Finding Peace

Permission Needed

Coffee cup in hand, I sat down on our leather sofa with a loud sigh of relief.  An unfolded mound of clean laundry was piled up beside me.  A dozen tasks were pressing down on me, their urgency increased by the impending arrival of guests for tonight’s dinner.  I needed to be moving, doing, prepping, accomplishing, but, instead, my soul desperately needed a respite.

I took this moment to lean my head back and breathe deeply, trying to relax into a rare interlude of silence purchased by husband’s willingness to allow our daughters to accompany him on an errand.  With less than 2 hours before our guests’ arrival, I knew a variety of tasks would remain undone, but as I weighed the cost of my stolen moments, I realized that none of them would result in my guests’ discomfort.

These “pressing” tasks were more about my comfort, my need to appear to have a perfectly presentable household.  As the tension in my mind and body loosened a little, I realized the true need of my soul in this moment was just to BE still.

It is astonishing to me that this very act of doing nothing actually requires my own consent.  But it does. 

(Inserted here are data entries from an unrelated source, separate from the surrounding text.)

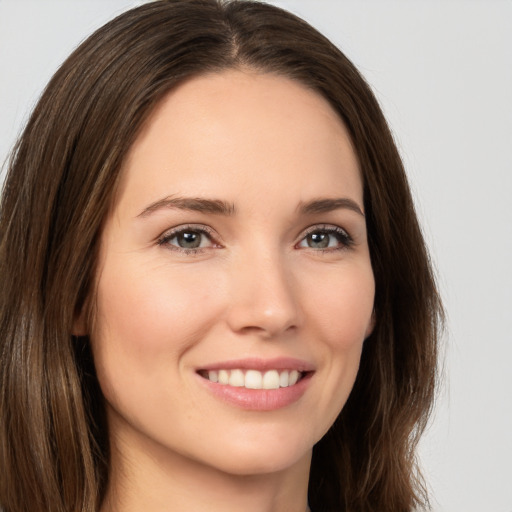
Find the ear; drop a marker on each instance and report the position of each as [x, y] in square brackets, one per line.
[371, 325]
[79, 323]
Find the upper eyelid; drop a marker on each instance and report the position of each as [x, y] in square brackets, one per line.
[214, 237]
[324, 227]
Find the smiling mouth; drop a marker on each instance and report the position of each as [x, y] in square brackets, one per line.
[254, 379]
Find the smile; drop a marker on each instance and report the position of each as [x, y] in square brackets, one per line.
[254, 379]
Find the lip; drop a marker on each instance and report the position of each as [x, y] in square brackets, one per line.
[259, 399]
[254, 363]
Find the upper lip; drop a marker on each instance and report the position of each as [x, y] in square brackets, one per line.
[278, 363]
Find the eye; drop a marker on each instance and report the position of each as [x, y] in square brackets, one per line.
[187, 239]
[326, 238]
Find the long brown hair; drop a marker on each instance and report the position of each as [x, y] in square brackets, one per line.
[60, 184]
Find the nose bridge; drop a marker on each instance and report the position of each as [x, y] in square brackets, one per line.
[262, 292]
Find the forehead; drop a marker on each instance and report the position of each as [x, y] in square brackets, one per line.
[241, 129]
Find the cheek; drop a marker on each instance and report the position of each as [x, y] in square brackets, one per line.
[343, 306]
[146, 321]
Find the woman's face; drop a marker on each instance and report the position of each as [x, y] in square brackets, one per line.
[236, 252]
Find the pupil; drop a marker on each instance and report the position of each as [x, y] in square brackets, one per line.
[319, 240]
[189, 240]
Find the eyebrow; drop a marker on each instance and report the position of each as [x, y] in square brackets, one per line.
[194, 204]
[329, 205]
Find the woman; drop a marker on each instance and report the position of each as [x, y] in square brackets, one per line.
[215, 291]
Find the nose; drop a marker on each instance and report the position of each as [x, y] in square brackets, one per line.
[264, 299]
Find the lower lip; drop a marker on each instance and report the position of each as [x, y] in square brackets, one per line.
[258, 399]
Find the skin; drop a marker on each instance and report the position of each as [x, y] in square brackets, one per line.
[265, 145]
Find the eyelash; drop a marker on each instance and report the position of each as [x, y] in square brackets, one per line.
[344, 239]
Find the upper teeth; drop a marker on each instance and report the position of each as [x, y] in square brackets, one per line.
[254, 379]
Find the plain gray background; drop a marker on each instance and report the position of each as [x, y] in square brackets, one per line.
[442, 71]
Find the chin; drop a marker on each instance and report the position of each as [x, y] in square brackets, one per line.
[261, 458]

You see, I’ve become aware of this constant mental measuring of my own usefulness.  I’m not actually keeping a written score by physically grading each day or event, yet there IS a tally being calculated just below the surface of my consciousness.

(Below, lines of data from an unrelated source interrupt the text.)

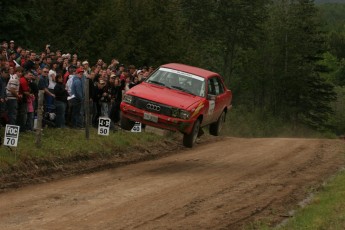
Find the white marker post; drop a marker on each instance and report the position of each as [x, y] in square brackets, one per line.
[104, 126]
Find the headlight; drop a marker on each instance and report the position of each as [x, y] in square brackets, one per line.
[180, 113]
[128, 99]
[184, 114]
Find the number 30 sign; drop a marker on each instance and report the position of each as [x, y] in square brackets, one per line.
[104, 126]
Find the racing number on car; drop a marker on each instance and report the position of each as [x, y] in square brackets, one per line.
[211, 107]
[136, 128]
[104, 126]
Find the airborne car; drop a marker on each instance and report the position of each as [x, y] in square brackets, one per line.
[178, 97]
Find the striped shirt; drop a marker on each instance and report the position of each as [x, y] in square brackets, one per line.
[13, 83]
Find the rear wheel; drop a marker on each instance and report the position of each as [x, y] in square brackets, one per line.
[126, 123]
[217, 126]
[189, 139]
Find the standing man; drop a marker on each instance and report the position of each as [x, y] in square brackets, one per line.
[30, 64]
[24, 91]
[43, 84]
[12, 92]
[4, 75]
[78, 91]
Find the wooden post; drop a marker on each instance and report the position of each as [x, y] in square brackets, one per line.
[87, 108]
[39, 118]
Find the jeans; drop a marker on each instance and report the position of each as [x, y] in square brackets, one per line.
[60, 109]
[22, 115]
[77, 121]
[30, 121]
[12, 108]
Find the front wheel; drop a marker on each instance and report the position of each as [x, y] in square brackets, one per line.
[216, 127]
[189, 139]
[126, 123]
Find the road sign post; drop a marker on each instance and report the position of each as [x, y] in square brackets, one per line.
[11, 135]
[104, 126]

This subconscious scorekeeper can be my worst enemy.  Sadly, for many years, I mistook this inner analyst for the voice of the Holy Spirit.  (More about that in a future post.)

But in this moment, I gave myself permission to rest despite all the demands (both legitimate and otherwise).  I embraced a stillness in body AND soul.

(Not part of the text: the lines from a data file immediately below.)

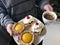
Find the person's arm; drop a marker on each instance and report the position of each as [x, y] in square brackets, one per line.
[5, 20]
[45, 5]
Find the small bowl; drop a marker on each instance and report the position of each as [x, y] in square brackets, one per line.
[16, 27]
[25, 33]
[50, 13]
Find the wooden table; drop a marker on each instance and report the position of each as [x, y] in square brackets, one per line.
[13, 43]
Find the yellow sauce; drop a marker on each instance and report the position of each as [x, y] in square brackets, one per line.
[27, 37]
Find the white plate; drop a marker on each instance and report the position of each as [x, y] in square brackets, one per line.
[37, 40]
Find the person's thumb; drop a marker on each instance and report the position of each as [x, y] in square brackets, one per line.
[9, 29]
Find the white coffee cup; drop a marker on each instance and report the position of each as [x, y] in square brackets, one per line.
[45, 20]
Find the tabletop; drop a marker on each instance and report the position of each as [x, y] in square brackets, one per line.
[13, 43]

Be still, and know that I am God!  

Psalm 46:10a

You know, sometimes, it’s okay just to BE.

I recently made this statement to a group of adults.  I could see the immense emotion of this simple statement reflected in the eyes of several women.  We, especially as women, can have such a difficult time with this.

Who told us that we must DO… in order to be of value?  in order to be worthy of love? in order to be useful?

I know we all have responsibilities, and I’m not endorsing laziness or neglect of our families.  However, I’m asking the Lord to give us His wisdom about what we can let go of (big or small) in order to embrace His rest.

This will look different for each of us, but let’s drop that measuring stick and throw away the mental score card.  Let’s stop using it on ourselves and on each other.  Let’s acknowledge that sometimes it’s okay just to BE.  BE you.  BE still.  Just BE.

What would it look like to give yourself permission to embrace a season of stillness?

Whether it is a few stolen moments on a weekend afternoon, a whole day or week, or an entire season of embracing this state of BEING rather than doing, I pray that you will find true refreshment from the ONE and ONLY who can provide that to us, Jesus Christ.

…Don’t be afraid. 

Just stand still and watch the Lord rescue you today. 

Exodus 14:13a

On a funny note, I was so relaxed after just BE-ing, that I completely forgot to fold that laundry and put it away before my guests arrived.  In fact, I didn’t realize that I had forgotten about it until after everyone had gone home.

Now, before you get all judge-y on me, you should know that the adults spent most of the evening in the dining room and kitchen.  It wasn’t like we were chatting while sitting next to my husband’s undies.

But still, I can’t even believe I forgot this.

I’m so thankful for my grace-giving friends and for my grace-giving God.  Most of all, I’m thankful for this journey that is enabling me to take hold of grace for myself.  I’m marking this down (laundry pile included) as a major accomplishment in my journey toward vibrant living.